Сердце Анны Петровны вдруг дернулось и стало вырываться толчками из груди, стуча молоточком в висках. Дрожащими руками она разорвала заклеенную часть бумаги. Бесстрастные серые  буквы, напечатанные намертво, складывались в неприятную, неприемлемую горечь: «Выезжайте похороны тети Поли. Зина».

         Половина следующего дня ушла на утряску дел с работой, закупку необходимого, подготовку к поездке. На полдень заказали такси. Автобусы, что ходили раньше в те края, давно отменили, как хочешь, так и добирайся. Не то, что прежде. Вон, сын подруги тети Поли, аж из Эстонии добирался до глухой алтайской деревни Кедровки за сутки. А теперь – захочет, да не сможет вырваться оттуда. Так и остался в другой стране, тоскуя по родительскому очагу.
Анна Сергеевна больше плакала, чем занималась сборами. Благодаря стараниям Семена Николаевича они отправлялись на последнюю встречу с дорогим человеком, а может быть, и с самой деревней. К кому после надо будет приезжать туда?
           Всё или не всё они собрали, что нужно было взять для этого – никто не знал, да и кто когда знает? Главное – не забыли хороший венок выбрать в соответствующем бюро. Хорошо, что их  сейчас много, не то, что прежде. Да и надписи на лентах, как и сами ленты, красиво сделаны. Не обидится на них тетя Поля. Ну, а домовину деревенские мастера, наверное, уже сварганили и лежит покойница в пахнущей свежим кедровым духом, просторной своей лежанке, отмучившись от всех земных забот, от надоевших болезней…

         Вот и такси напомнило о своем прибытии каким-то квакающим звуком. Даже посидеть на дорожку не успели. Хлопнули дверцы просторной «Волги», и короткими рывками такси набрало нужную скорость. Поначалу тишину в салоне нарушали лишь вздохи Анны Сергеевны, да покашливание Семена Николаевича на переднем сиденье. Немолодой уже водитель, стараясь выглядеть бодрее своих лет, шевеля седыми усами, вежливо предложил включить музыку, но пассажиры в таком же тоне попросили пока не делать этого.

– Да – а, – вдруг, не поворачивая головы, пошевелил усами водитель, – когда-то бывал я в Кедровке. По молодости, – уточнил он. – Целый месяц на уборке…  Где-то в шестидесятых годах.

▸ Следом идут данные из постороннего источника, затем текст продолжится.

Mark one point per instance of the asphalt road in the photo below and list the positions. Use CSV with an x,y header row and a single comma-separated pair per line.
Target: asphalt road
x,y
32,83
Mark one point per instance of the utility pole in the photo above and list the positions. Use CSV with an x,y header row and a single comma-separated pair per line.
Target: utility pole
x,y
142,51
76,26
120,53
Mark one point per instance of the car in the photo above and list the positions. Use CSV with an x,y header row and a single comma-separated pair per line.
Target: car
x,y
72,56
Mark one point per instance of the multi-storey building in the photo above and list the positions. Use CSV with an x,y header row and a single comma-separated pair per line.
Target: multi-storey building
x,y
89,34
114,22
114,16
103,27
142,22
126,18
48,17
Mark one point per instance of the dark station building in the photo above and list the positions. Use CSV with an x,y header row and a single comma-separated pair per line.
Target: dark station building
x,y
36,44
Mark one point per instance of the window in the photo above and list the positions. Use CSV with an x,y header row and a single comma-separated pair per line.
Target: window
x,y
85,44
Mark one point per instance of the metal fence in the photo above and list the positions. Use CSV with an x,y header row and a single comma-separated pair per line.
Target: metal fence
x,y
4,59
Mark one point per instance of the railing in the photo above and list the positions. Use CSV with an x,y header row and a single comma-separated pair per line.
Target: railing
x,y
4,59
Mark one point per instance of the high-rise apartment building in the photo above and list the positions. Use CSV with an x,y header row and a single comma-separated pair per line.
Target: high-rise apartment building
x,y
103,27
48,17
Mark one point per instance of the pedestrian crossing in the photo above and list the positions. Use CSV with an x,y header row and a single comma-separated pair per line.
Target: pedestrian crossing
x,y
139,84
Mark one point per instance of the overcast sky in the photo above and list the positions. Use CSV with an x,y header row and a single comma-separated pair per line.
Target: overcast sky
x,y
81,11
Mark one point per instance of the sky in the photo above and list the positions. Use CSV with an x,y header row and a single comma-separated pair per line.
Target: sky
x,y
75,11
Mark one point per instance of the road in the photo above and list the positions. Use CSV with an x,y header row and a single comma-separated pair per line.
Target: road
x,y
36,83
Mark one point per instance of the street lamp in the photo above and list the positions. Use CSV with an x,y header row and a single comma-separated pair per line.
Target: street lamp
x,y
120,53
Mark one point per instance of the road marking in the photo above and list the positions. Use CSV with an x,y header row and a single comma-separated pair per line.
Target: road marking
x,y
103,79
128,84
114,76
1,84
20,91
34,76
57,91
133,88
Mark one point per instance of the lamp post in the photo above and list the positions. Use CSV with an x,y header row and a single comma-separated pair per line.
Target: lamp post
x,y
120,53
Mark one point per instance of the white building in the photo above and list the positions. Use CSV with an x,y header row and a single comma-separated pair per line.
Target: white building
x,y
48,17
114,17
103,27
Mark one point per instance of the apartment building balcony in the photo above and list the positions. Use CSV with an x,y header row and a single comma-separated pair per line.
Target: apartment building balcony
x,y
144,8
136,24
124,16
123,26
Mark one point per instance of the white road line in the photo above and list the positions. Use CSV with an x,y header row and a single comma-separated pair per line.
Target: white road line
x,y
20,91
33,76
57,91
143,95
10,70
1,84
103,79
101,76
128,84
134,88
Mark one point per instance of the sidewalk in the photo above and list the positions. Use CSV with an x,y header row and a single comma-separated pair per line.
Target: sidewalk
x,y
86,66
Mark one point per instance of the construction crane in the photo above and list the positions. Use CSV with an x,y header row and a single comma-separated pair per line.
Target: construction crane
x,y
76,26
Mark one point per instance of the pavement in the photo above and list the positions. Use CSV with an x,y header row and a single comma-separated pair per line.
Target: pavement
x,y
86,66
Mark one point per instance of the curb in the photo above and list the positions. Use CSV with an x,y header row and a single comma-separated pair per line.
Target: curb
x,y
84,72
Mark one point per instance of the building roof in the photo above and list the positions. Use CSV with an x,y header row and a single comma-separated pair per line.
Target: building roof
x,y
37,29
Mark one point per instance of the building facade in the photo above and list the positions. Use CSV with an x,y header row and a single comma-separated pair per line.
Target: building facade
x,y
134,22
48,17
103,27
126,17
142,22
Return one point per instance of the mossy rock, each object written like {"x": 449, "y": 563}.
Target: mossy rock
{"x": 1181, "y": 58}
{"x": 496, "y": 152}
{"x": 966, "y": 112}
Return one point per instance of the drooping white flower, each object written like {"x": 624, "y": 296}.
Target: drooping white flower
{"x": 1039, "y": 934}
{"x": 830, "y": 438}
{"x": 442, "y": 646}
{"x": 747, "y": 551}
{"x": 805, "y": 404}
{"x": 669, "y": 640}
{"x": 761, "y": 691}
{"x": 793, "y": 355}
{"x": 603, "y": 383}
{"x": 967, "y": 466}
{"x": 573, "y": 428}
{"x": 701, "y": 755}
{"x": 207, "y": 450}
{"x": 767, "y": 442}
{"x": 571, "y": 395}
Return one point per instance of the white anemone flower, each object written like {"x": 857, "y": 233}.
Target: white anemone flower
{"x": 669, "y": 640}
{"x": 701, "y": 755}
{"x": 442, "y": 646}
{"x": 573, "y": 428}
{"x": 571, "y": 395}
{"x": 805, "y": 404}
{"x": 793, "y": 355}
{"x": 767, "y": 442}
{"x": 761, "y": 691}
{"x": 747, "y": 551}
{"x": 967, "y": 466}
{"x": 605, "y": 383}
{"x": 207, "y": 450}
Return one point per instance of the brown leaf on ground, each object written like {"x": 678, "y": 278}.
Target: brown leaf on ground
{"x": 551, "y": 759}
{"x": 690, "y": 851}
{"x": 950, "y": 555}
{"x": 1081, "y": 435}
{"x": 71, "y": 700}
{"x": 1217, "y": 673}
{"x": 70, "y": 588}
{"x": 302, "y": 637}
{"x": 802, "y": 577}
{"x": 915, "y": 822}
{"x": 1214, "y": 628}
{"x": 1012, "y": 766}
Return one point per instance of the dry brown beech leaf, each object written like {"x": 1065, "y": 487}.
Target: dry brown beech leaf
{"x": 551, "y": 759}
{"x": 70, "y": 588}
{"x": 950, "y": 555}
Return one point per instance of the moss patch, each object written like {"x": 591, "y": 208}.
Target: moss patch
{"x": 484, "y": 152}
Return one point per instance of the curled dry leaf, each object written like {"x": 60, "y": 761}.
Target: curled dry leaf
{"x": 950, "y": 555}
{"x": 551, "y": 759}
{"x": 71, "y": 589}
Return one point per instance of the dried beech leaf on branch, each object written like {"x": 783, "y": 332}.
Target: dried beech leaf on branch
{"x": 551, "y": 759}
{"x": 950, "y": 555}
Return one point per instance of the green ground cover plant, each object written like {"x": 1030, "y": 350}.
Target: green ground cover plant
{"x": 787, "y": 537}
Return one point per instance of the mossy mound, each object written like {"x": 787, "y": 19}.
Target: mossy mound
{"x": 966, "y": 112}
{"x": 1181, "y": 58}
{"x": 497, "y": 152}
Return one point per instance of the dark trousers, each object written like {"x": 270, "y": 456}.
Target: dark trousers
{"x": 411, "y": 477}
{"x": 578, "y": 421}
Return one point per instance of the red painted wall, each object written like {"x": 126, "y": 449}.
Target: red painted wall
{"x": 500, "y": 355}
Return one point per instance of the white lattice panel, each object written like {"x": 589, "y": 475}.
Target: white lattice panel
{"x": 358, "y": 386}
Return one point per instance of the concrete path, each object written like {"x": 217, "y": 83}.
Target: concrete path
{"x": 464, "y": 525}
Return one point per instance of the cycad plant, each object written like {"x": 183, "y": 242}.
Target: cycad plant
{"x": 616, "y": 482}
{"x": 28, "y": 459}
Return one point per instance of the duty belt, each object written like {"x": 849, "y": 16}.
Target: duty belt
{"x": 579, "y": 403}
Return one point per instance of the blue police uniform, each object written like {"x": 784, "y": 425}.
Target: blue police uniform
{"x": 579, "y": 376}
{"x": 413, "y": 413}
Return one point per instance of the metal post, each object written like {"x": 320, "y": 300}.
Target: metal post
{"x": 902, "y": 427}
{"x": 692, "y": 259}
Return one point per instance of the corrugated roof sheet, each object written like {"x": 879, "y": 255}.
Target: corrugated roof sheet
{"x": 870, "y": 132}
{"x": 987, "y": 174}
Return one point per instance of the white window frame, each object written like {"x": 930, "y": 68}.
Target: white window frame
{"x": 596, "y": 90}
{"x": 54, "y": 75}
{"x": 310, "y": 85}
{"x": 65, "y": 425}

– Я помню, – отозвалась Анна Сергеевна. – В те годы каждую осень приезжали шофера городские. На силос убирали кукурузу.

- Верно, – ожил водитель. – И кукурузу и подсолнух. Все сваливали в яму и тракторами трамбовали всю эту массу. Да–а.

Помолчав, вдруг спохватился:

– Так вы сами кедровские?

– Жена моя родом оттуда, а я городской, с рождения, – поддержал разговор Семен Николаевич.

– И к кому же едете? Кто помер там? Может, я знаю?

– Тетя Поля померла. Семикина. Знаете такую? – спросила Анна Сергеевна.

Водитель наморщил лоб, шевеля усами:

– Вроде знал ее. Шустрая была бабуся…

– Да какая она бабуся? Тогда ей и пятидесяти не было, – обиделась Анна Сергеевна.

Помолчали.

– А Вы кто ей будете? – Вдруг упавшим голосом осторожно осведомился водитель.

– Я – дочь ее. Анна Сергеевна, как сейчас называют… - Не успела она закончить фразу из-за резкой остановки такси.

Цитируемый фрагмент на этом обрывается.